The increase in conviction-count from 129 in 2000-02 to 185 in 2003-05 is also highly significant: z-score of at least 3 {ie 56/ sqrt (129+185) = 56/sqrt (314) = 56/ 17.72 = 3.16, p < 0.0016}. The shift down from 185 in 2003-05 to 164 in 2006-08 {likewise 2009-2011} is not statistically significant {z-score = 20/sqrt (185+165) = 21/18.57 = 1.13}.

The decrease from 164 in 2009-2011 to 78 in 2012-14 is dramatic, however, and again hugely significant: z-score of at least 5 {ie 86/sqrt(164+78) = 86/15.56 = 5.53}.

 

Table showing 3-yearly convictions in cases where shortfall in Post Office branch accounts was at issue

Figure 1: Analysis in 3-year epochs for England & Wales: convictions in cases where shortfall in branch accounts was at issue [SPM = sub-postmasters; H = Horizon-related]

 

For England and Wales, the 3-yearly mean for Horizon-related convictions during the first 15 years of the 21st century was 137.4 {ie  [96+185+164+164+78]/5 = 687/5 = 137.4} from which the observed counts differed dramatically as we had anticipated.
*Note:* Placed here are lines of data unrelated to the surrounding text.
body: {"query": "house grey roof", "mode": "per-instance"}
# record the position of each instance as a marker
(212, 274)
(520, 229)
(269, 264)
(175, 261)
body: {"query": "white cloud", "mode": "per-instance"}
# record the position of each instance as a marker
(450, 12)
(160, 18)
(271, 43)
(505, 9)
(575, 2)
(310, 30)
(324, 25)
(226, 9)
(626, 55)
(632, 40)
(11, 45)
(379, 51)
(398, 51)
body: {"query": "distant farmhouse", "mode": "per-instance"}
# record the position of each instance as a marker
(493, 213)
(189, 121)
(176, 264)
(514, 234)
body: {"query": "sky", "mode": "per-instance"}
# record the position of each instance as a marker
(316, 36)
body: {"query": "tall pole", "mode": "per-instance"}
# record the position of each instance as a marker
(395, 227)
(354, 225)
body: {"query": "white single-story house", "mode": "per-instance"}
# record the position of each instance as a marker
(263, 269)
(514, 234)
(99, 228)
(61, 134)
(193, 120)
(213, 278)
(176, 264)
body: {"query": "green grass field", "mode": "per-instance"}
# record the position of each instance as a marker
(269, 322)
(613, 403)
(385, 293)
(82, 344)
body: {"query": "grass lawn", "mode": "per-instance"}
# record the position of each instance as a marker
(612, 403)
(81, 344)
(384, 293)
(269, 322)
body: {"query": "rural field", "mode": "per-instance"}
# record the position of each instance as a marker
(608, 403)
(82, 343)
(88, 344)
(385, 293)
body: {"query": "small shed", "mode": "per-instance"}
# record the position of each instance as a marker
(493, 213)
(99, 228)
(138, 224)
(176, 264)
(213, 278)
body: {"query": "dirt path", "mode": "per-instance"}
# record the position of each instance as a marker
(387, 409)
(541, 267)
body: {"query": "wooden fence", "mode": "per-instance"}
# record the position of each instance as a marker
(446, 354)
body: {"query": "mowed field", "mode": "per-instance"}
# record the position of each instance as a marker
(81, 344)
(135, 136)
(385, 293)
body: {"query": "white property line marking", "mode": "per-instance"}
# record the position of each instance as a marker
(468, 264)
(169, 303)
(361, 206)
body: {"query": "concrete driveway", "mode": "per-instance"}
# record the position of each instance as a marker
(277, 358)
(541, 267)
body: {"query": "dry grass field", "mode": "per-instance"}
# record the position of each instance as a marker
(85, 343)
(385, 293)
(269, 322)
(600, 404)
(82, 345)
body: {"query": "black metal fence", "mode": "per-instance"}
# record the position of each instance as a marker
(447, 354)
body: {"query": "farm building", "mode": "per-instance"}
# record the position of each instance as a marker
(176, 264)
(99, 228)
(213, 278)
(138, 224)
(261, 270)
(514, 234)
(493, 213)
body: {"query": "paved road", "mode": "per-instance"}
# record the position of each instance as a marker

We do not know how many investigators [Ni] the Post Office assigned Horizon-related investigations to, which led to convictions or admissions of guilt, but at most Ni claims of “you are the only one (ie: that is known to me)” were tenable.

We do not know how what percentage of Horizon-related prosecutions led to “not guilty” or “not proven” (Scotland only) verdicts; and whether the rate differed between private and CPS/COPFS prosecutions. Unless the rate was high, serious questions need to be asked about the testing of “evidence” on which convictions were secured. Private Eye has queried, as a singular miscarriage of justice3, the conviction of a sub-postmaster for murdering his wife but who has protested his innocence at three appeals thus far: and was not prosecuted for an apparent shortfall of £16,000.
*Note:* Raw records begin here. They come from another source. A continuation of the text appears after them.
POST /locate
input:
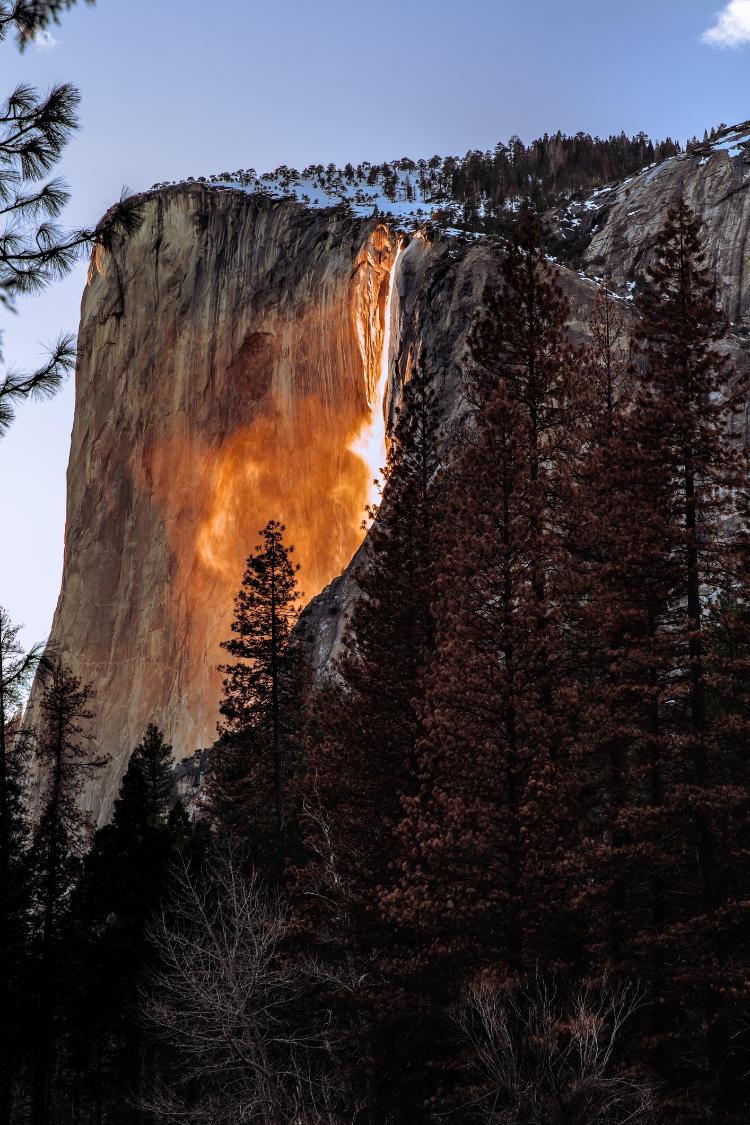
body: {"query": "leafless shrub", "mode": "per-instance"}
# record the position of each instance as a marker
(236, 1006)
(550, 1059)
However, on the face of it, this data raises two suspicions.

Firstly, that it should have been obvious within the Post Office – even with a cursory glance at the data – that there were likely one or more factors driving anomalous rates of prosecutions in England and Wales, factors that a rigorous, objective and timely investigation would have uncovered.
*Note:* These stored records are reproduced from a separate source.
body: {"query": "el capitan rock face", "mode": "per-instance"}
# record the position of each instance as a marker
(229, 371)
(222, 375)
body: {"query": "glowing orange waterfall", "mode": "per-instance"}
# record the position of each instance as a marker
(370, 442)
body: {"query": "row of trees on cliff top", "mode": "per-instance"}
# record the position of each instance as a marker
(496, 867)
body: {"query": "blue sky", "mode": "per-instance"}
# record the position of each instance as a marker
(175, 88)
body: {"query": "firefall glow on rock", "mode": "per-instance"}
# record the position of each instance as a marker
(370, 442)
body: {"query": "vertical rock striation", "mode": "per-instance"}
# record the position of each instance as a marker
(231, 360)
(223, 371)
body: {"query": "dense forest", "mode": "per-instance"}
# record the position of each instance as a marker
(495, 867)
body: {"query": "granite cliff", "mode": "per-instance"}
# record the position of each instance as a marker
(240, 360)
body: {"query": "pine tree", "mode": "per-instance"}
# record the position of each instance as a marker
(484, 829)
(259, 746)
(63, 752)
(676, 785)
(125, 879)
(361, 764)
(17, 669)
Secondly, that the ability of the Post Office to bring private prosecutions in England and Wales comes with a systemic lack of oversight by the police and CPS which, if present, may have detected and corrected the faults now being laid bare by the Post Office Horizon IT Inquiry.

 

References

  1. Bird, S.M. (2023) Opioid-related deaths and their counterpart by occurrence-era, age-group and co-implicated drugs: Scotland versus England and Wales. British Journal of Clinical Pharmacology, 1-20. doi.org/10.1111/bcp.15976
  2. Bird, S.M. (2020) Fatal accident inquiries into 83 deaths in Scottish prison custody: 2010-2013. British Journal of Psychiatry Open 2020; 6, e132, 1-7. doi.org/10.1192/bjo.2020.121
  3. Miscarriage of Justice. Appeal in the Post? Private Eye 2024; 1623 (10-28 May): 39.